Mais les résultats de l’étude interrogent aussi. Car les scientifiques ont « torturé » les données dans tous les sens avec des analyses statistiques qui rapportent tout et son contraire.

Par exemple, les données globales font état d’un sur-risque statistiquement non significatif de 21 %.

Le risque de lymphome n’augmente pas avec le nombre croissant de tatouages ni avec l’utilisation d’encre colorée qui contient plus de produits cancérigènes. Ce n’est pas vraiment logique.

Car un effet dose est important à montrer dans ce contexte. Plus on s’expose, plus le risque augmente.
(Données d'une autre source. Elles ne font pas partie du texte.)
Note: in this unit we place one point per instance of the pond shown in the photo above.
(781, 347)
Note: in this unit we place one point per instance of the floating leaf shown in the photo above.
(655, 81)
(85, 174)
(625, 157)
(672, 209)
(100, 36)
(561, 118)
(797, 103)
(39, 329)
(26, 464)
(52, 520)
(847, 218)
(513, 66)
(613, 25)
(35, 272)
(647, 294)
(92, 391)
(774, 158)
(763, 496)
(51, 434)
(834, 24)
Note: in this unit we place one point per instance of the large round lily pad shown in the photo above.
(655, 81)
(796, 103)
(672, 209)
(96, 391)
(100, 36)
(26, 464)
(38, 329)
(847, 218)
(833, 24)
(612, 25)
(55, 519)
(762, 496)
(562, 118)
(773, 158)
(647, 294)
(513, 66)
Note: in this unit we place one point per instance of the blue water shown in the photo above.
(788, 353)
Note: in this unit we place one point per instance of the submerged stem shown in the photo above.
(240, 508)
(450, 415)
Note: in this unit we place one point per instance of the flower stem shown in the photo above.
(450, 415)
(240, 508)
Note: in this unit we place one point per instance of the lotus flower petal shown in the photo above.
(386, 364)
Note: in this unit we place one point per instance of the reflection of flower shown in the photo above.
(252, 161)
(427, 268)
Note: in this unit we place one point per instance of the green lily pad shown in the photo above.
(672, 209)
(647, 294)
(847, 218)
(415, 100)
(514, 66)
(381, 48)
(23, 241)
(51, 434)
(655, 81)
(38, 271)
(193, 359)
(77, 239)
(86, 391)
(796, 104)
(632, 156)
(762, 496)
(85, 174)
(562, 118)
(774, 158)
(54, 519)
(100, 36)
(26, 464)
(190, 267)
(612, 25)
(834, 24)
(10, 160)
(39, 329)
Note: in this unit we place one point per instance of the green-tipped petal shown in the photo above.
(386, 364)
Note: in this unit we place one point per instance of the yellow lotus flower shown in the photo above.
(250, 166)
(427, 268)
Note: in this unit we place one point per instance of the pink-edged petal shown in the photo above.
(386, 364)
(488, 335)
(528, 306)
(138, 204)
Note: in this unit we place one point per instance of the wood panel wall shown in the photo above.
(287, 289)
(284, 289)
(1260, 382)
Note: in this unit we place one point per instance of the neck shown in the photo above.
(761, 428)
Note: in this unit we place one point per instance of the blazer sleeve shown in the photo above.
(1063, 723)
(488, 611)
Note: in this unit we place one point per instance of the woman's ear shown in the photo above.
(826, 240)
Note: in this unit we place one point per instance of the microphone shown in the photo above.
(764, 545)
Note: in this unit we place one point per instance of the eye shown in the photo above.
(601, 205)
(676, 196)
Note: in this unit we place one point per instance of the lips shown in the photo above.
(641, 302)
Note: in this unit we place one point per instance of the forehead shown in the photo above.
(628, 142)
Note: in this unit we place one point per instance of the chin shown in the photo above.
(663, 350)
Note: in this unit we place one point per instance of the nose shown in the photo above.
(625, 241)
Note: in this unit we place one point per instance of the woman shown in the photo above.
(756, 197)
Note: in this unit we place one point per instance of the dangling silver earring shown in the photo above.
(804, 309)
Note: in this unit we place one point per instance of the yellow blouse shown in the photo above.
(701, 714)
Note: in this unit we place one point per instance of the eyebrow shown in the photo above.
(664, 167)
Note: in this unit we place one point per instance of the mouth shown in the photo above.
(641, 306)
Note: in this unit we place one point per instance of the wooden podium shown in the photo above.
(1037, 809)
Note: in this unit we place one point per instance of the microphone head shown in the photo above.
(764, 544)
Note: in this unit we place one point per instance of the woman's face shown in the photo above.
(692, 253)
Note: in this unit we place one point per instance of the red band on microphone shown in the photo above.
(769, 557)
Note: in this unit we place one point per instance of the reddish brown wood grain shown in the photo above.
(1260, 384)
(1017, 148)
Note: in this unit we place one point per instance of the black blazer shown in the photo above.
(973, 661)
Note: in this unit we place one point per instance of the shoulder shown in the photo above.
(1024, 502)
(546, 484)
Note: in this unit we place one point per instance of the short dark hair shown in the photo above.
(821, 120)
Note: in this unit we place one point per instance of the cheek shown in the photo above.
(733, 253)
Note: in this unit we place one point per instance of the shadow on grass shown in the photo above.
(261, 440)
Les analyses temporelles sont aussi étranges. On retrouve un impact négatif du premier tatouage dans les deux premières années, mais plus rien au-delà 3 ans et jusqu’à 11 ans.

La logique plaiderait pour l’inverse, car un cancer peut prendre du temps avant de s’installer.

Cette étude ignore également le poids des participants qui peut avoir une importance majeure dans le risque de lymphome non hodgkinien.

En bref, bien qu’un lien logique existe entre le tatouage et les risques pour la santé (notamment de cancer), les preuves épidémiologiques sont discordantes, et pas franchement concluantes.

Ce type d’étude devrait être très bien contrôlé (de type cohorte observationnelle) car nous avons une population d’étude (les tatoués) qui peut avoir des comportements différents de la population générale.

Cela est surtout vrai pour les personnes arborant le plus de tatouages très visibles, mais des associations existent avec le surpoids, l’utilisation de stéroïdes, un passage en prison ou avec le nombre de partenaires sexuels.

En conclusion… impossible de conclure avec certitude. D’autres études de qualité méthodologique plus rigoureuse devraient se pencher sur le sujet et nous aider à y voir plus clair.